Yesterday was a prime example. It had rained the better part of the prior three days. It had stopped about noon the day before, so I went out to check fields yesterday about 3:00PM. It was looking OK for this morning, then about 5:00PM a series of thunderstorms bordering on severe roll through and dump an inch or better no time flat.

This morning, I would have a hard time getting out on the gravel road to the blacktop county road, let alone into a field.

All I can do is hope it doesn't rain today and shoot for tomorrow morning...


----------



## twopopper (Sep 24, 2006)

Finnally got out today for the first time. Did alright. Was out by myself and got 3.


----------



## AWO (Mar 9, 2008)

We've had a very tough season here so far, only have watched 45 die so far, not a good season at all yet. A lot of hunters who shoot the same fields over and over, skyblasting a lot too. :eyeroll: When will people stop being lazy and unethical hunters?

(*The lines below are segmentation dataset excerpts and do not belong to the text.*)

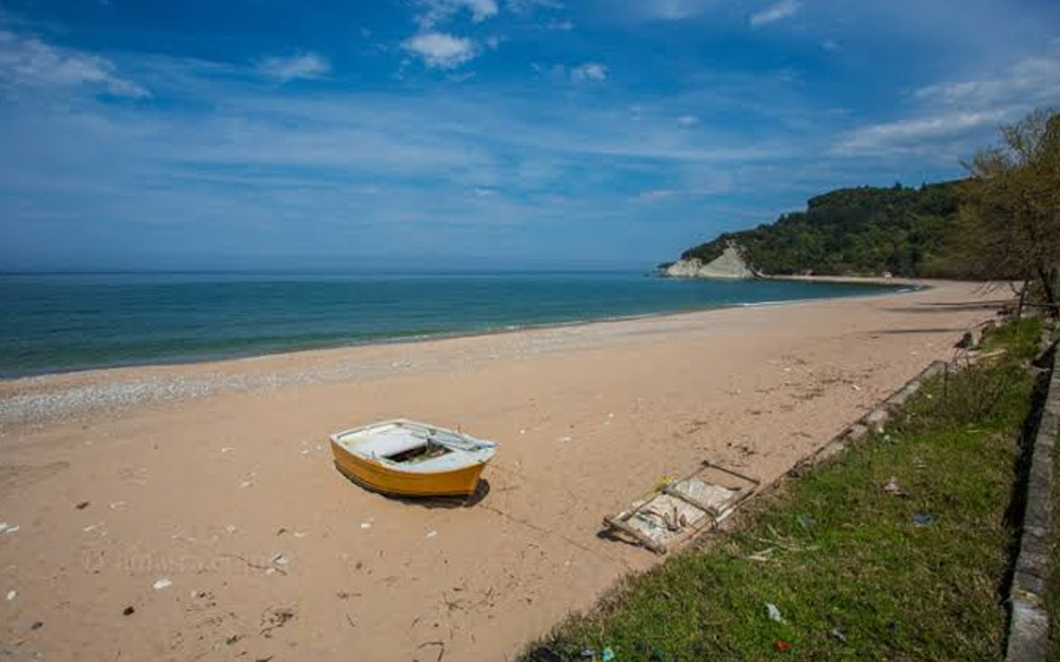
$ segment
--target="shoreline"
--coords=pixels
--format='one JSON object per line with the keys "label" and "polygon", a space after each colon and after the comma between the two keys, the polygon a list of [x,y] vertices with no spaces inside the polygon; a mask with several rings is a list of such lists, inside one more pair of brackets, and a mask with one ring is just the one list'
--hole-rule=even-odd
{"label": "shoreline", "polygon": [[[775,480],[993,316],[936,285],[0,384],[38,407],[0,416],[0,637],[57,660],[504,659],[659,562],[600,538],[604,514],[705,459]],[[335,470],[330,433],[398,416],[499,442],[482,501]]]}
{"label": "shoreline", "polygon": [[[679,279],[671,279],[671,280],[679,280]],[[783,299],[778,301],[763,301],[763,302],[752,302],[752,303],[743,303],[743,302],[725,303],[702,308],[677,308],[672,310],[662,310],[658,312],[620,315],[611,317],[589,318],[582,320],[571,320],[566,322],[543,322],[540,324],[535,323],[510,324],[510,325],[505,325],[502,327],[485,327],[481,329],[473,329],[467,332],[452,332],[452,333],[442,332],[437,334],[391,336],[391,337],[382,337],[382,338],[361,340],[361,341],[353,340],[348,342],[341,342],[338,344],[325,344],[319,346],[300,347],[297,345],[293,345],[285,347],[277,347],[275,350],[263,350],[261,352],[255,352],[255,351],[249,351],[246,353],[226,352],[220,354],[190,356],[187,358],[160,359],[157,361],[151,359],[142,361],[129,360],[129,361],[121,361],[113,363],[99,363],[99,364],[91,364],[91,365],[84,365],[84,366],[69,368],[69,369],[63,369],[63,368],[43,369],[40,371],[31,371],[26,373],[12,374],[10,376],[7,373],[0,372],[0,388],[2,388],[5,384],[12,384],[16,382],[41,380],[65,375],[106,373],[110,371],[125,371],[125,370],[148,369],[148,368],[177,368],[182,365],[202,365],[208,363],[224,363],[229,361],[252,360],[252,359],[266,358],[272,356],[297,355],[311,352],[331,352],[339,350],[351,350],[357,347],[414,344],[420,342],[434,342],[434,341],[444,341],[444,340],[460,339],[460,338],[487,337],[487,336],[495,336],[502,334],[532,332],[538,329],[567,328],[567,327],[577,327],[577,326],[584,326],[591,324],[608,324],[616,322],[666,318],[671,316],[695,315],[700,312],[724,310],[728,308],[753,308],[759,306],[801,304],[814,301],[833,301],[841,299],[886,297],[891,294],[901,294],[905,292],[906,290],[902,289],[904,287],[912,288],[907,290],[909,292],[917,291],[920,289],[930,289],[931,287],[933,287],[931,282],[924,280],[916,280],[916,279],[874,279],[874,278],[861,278],[861,276],[771,276],[768,279],[760,279],[760,280],[822,283],[822,284],[864,285],[866,287],[883,286],[893,289],[890,291],[879,291],[879,292],[860,293],[860,294],[854,293],[854,294],[846,294],[840,297]],[[940,281],[940,282],[946,283],[947,281]],[[0,391],[0,397],[2,397],[2,391]]]}

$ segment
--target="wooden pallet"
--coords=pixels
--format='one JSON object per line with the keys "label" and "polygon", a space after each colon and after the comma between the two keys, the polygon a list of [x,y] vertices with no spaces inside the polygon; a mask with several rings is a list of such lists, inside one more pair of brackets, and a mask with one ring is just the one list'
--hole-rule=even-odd
{"label": "wooden pallet", "polygon": [[711,462],[603,518],[604,525],[656,554],[713,529],[758,489],[758,479]]}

Funny, 2 days before the season I projected 200 birds for our early season between the two groups I hunt with, now I'd be happy with 100. And no, I'm not boasting, just stating the facts.


----------



## greatwhitehunter3 (Sep 15, 2006)

got two more last night. got kicked out of our first field by a farmer hauling ****. that ticked me off, but had enough time to move to a new field and get a couple.


----------



## hunter121390 (Nov 7, 2006)

most of the geese around here have been staying in town since the season opened. i did get a couple flocks to come in the last couple days and shot 3 yesterday and today. won't be able to get out again until friday, and i hope they move out of the city and around where im hunting by then. fortunately there's corn going down around me now  so they should be moving this way.


----------



## Leo Porcello (Jul 10, 2003)

Those dam farmers!!


----------



## nate the goose aholic (Oct 11, 2007)

its been great for me here in MN shot 18 the first moring with 4 guys and then 8 the second morning 2 guys and two that night 2 guys and three this morning 3 guys sorry for the confusion leo


----------



## Leo Porcello (Jul 10, 2003)

whats the limit? 18


----------



## waterfowladdict (Mar 23, 2008)

We've been doing good. We started last monday in wisconsin and killed our 30 for 6 guys. Then on MN opener we killed 15 for 3 guys then sunday we had 14 for 3 guys... the finger gets pointed at me for that missing bird, the worst part is it was caught on film.


----------



## goosehunternd (Mar 10, 2006)

> We've been doing good. We started last monday in wisconsin and killed our 30 for 6 guys. Then on MN opener we killed 15 for 3 guys then sunday we had 14 for 3 guys... the finger gets pointed at me for that missing bird, the worst part is it was caught on film.


No bands came out of the money band field?


----------



## Leo Porcello (Jul 10, 2003)

nate the goose aholic said:


> its been great for me here in MN shot 18 the first moring with 4 guys and then 8 the second morning 2 guys and two that night 2 guys and three this morning 3 guys sorry for the confusion leo


haha I figured it was more than just you. :lol: :beer:


----------



## CuttinDaisies (Nov 15, 2007)

waterfowladdict said:


> the worst part is it was caught on film.


Don't worry... no one will watch it anyways.


----------